"Ve evin yüzü burkuldu
Bir kıpırtı vardı şakaklarında."
yeniyılın üzerinden çok geçmemişti, ocak ayıydı yani. zaten elbette ki yeni yılın üzerinden çok geçmeyecekti
çünkü o zaman eskimiş olurdu. aynı O'nun dediği gibi, "eskidiğinde şu zaman".
O'nlardan çok var, problem de bu.
ocak ayının bir gecesinde, nedense çok soğuk da değildi. barda oturuyordu. tek amacı O'nunla tanışmaktı.
Tanıştılar, birşeyler yaşandı ve numarasını vermedi, sadece onunkini aldı. birkaç gün telefon kulübesinden
arayarak bir macera yaşadı:) daha sonra saçma sapan bir sebepten konuşmadılar, adam kıza küstü, aynı barda.
"Duyuyordum kıpırtısını içimde.
Bir bulut geçiyordu senin gözlerinden.
Oturuyorduk; ben kızgın çölüm, sen yıldızsız göğünle."

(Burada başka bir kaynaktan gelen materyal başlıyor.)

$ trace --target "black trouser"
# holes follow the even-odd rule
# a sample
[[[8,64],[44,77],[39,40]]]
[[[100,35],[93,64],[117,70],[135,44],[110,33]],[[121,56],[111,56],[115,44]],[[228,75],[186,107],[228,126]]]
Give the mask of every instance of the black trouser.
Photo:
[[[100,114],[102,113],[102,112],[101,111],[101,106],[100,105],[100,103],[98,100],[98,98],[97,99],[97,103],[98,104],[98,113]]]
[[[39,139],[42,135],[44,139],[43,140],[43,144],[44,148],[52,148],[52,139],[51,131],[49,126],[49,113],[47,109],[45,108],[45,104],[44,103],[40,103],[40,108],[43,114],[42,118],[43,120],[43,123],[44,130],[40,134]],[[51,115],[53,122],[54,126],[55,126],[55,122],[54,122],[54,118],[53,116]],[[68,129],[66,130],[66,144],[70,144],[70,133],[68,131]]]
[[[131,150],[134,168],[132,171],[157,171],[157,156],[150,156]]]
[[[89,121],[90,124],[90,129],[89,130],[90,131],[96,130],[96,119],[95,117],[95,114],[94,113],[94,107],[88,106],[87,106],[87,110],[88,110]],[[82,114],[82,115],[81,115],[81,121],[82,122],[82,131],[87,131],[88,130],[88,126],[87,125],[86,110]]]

1 ay hiç konuşmadılar, kızın birkaç kere konuşma çabası dışında. onun için bir özür melodisi bile bestelemişti ve
ona aldığı tatlıyı hediye paketi yapmıştı.
masumiyet öldü.
neden sonra, tekrar görüşmeye başladılar. sebepsiz bir sebebi vardı; hikayenin başlangıcı, devamından daha
önemli değil.
bu defa sevgili olarak değil, arkadaş olarak başladılar. dans ettiler. dans etmeyi öğrettiler ve dans etmeyi
öğrendiler.
sürekli yapılan ve bozulan evrenin, zamandan kaçan zerresiydiler.
yapılan ve bozulan,
olunan ve kaçılan,
bilinen ama anlanmayan,
varlık ve yokluk.
"Bir kesit kalmıştı geriye şimdi o evden
Eski bir yaşantıyı simgeleyen"
hep başkalarıyla oldular. kendilerini yapıp bozdular. çünkü "her tercih bir dışlama"dır.
bir seçim yaptılar. sonra bir seçim daha. kendilerine sıktılar, çünkü insan aslında "20li yaşlarında kendine sıktığı
bir kurşunla ölür". yıkıcıydılar, yıkıldılar.
"Yıkıcılar geldiler;
Düştü gürültüsüyle yüzü köhne evin,
Göründü bazı odaları ve iç duvarları."
şimdi hala kendilerine sıkıyorlar. artık birbirlerine de. neden bu inat ve savaş? kendileriyle ve birbirleriyle? ve ikisi de bunu sürdürmekte neden
bunca ısrarlı? aynı oldukları için herhalde. istanbulda reklamcılık yapan hamburglu bir kız, yıllar sonunda
memleketine dönmeden önce demişti burada tanışıp birlikte döneceği arkadaşı için "biz aynıyız, O benim taşaklı halim".
bir yandan da çok saçma herşey, anlamsız. çocukça. erimekte. hiç bitmemecesine.
"Ve temizleyecekler kazılan yerlerde
Bizden kalan balçığı."
ps. bence gerçekten yıkıldı ve bitti artık, taşıyamıyorum ben bunu. kendini doğrulayan kehanet gibi, biteceğini biliyordum ve bitirdim sanırım, yanlışlar ve yanlışlarla :(
çünkü "
Her insan ayağının sürçeceği o melun taşı kendi içinde taşır" Heinrich von Kleist
*tırnak içindeki mısralar Metin Altıok'un Yıkıcılar Geldiler şiirinden alınmıştır.